On 21 September 1998 the director of the UIKS issued a ruling on the temporary transfer of nine convicted persons serving prison sentences from Ljubljana Prison to Dob Prison. The ruling, which was also handed to all nine prisoners, contained the dates of birth of all nine of them and information on the lengths of their sentences, the dates of their commencement and the dates the sentences were due to end.

This ‘group’ ruling thus contains personal information on each of the nine convicted persons which only relates to them personally. None of them is entitled to be acquainted with the personal information of the other convicted persons mentioned in the ‘group’ ruling. Such a ruling constitutes a violation of the right to the protection of personal information and at the same time enables the abuse of that information. The ruling mentions individuals selected by chance who have no relationship with each other except that by the decision of the competent body they have been chosen for transfer to another prison.

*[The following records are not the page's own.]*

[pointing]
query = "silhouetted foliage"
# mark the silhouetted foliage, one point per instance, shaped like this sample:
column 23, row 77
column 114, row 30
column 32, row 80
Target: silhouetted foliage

The UIKS accepted our opinion with the result that now, in a similar case of a ‘group’ decision, it only gives the names of the convicted persons and mentions no other personal information. The question is, is this enough, or would it perhaps be more correct to issue a separate ruling for each convicted person? The law does not stipulate that information on the allocation and consignment of convicted persons to prisons is public or intended for other convicted persons. An analogy with criminal proceedings and a court ruling relating to several accused persons simultaneously is also unconvincing. In the case of convicted persons being transferred from one prison to another, no mutual (prior) connection characteristic of the concept of participation in criminal law, when two or more people have cooperated in one way or another in the realisation of a criminal offence, is involved

Failure to issue an administrative ruling to a prisoner

 

A prisoner at Dob Prison lodged, over a short period, several requests for a transfer to a semi-open facility. The prison issued a negative ruling on the first request. It did not however issue a written ruling on the following request, on the grounds that the convicted person was continuing to lodge transfer requests for the same reasons, ‘which is not acceptable since a final decision has already been made on the same matter in administrative procedure’. We pointed out that lodging requests is the convicted person’s right, and can also be done in the form of an application through which he appeals to the competent state body in administrative procedure. Likewise the position that a final ruling is an obstacle to a new ruling is unacceptable. In the case of a convicted person asserting a change in the actual state of affairs by means of a new application, it would be necessary to decide on the matter by issuing a new ruling in administrative procedure. If however he has only justified the new request with the same actual state of affairs, the conditions for initiating the procedure would not exist. Nevertheless the institution would, on the basis of the second paragraph of Article 125 of the ZUP, have to issue a resolution.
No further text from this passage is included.